Presentation Title

Investigating gaze patterns during treadmill walking on an oscillating support surface with matched or conflicted visual feedback

Advisor Information

Dr. Mukul Mukherjee

Presentation Type

Oral Presentation

Start Date

26-3-2021 12:00 AM

End Date

26-3-2021 12:00 AM

Abstract

The inability to maintain balance control during gait can be caused by a wide range of conditions such as Parkinson’s disease, stroke, and multiple sclerosis. This disruption of balance control can stem from one or more of the sensorimotor feedback systems including vision, proprioception, and the vestibular system.

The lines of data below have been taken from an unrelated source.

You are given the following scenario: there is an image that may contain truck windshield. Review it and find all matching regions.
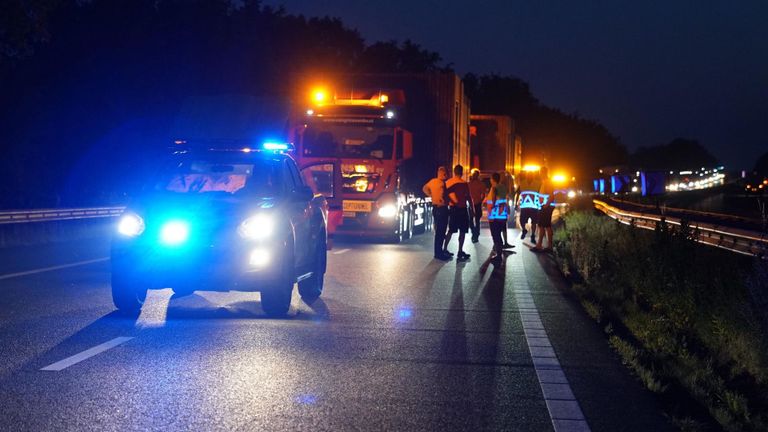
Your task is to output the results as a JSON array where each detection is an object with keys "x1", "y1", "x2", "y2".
[
  {"x1": 155, "y1": 159, "x2": 282, "y2": 196},
  {"x1": 302, "y1": 124, "x2": 395, "y2": 159}
]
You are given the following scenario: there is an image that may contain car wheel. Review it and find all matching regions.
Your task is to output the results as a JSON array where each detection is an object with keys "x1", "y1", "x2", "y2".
[
  {"x1": 405, "y1": 207, "x2": 414, "y2": 239},
  {"x1": 299, "y1": 232, "x2": 328, "y2": 305},
  {"x1": 112, "y1": 272, "x2": 147, "y2": 315},
  {"x1": 261, "y1": 245, "x2": 296, "y2": 317}
]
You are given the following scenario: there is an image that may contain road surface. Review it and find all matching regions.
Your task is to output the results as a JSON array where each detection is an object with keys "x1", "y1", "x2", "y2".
[{"x1": 0, "y1": 229, "x2": 672, "y2": 431}]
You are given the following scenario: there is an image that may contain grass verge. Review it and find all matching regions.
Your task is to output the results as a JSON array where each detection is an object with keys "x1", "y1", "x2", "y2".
[{"x1": 555, "y1": 210, "x2": 768, "y2": 431}]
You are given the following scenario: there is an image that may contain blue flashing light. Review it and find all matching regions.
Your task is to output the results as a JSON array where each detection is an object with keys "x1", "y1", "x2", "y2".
[
  {"x1": 397, "y1": 307, "x2": 413, "y2": 321},
  {"x1": 262, "y1": 142, "x2": 291, "y2": 151}
]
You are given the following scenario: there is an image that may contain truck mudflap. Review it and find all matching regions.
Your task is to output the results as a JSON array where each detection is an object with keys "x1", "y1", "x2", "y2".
[{"x1": 326, "y1": 209, "x2": 344, "y2": 237}]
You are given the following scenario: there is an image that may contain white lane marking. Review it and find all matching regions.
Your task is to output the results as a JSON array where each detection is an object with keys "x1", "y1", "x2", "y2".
[
  {"x1": 0, "y1": 257, "x2": 109, "y2": 280},
  {"x1": 40, "y1": 337, "x2": 133, "y2": 372},
  {"x1": 511, "y1": 259, "x2": 590, "y2": 432}
]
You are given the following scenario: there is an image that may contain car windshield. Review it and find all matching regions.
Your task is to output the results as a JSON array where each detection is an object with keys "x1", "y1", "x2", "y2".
[
  {"x1": 302, "y1": 124, "x2": 395, "y2": 159},
  {"x1": 155, "y1": 157, "x2": 282, "y2": 196}
]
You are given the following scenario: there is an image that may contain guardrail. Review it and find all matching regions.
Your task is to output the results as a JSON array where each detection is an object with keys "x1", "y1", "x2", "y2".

In static and dynamic movements, the ability to maintain balance and stability is a foundational component that is pertinent in allowing individuals to carry out their activities of daily living safely. Gaze is a primary component of the visual system that allows for the individual to observe their environment to gain information. This gaze can be towards a consistent point in front of the individual in a stable environment or it can be highly varied if the environment is unstable. Seventeen healthy young participants performed three conditions while on a Computer Assisted Rehabilitation Environment (CAREN) System and wearing the Tobii Eye Tracker 2 Glasses. There are three conditions of interest that were completed at their preferred walking speed and consisted of: (1) Baseline – normal anteroposterior (AP) optic flow (OF) and normal AP treadmill movement, (2) Congruent – oscillating OF with matched oscillating platform, (3) Incongruent – oscillating OF with antiphase platform rotation. Data is currently being processed with a custom MATLAB code to trim, resample, and plot the data. Once data processing is completed, we will conduct a one-way ANOVA to observe any differences between the three conditions. If any significances are observed, we will conduct post-hoc testing.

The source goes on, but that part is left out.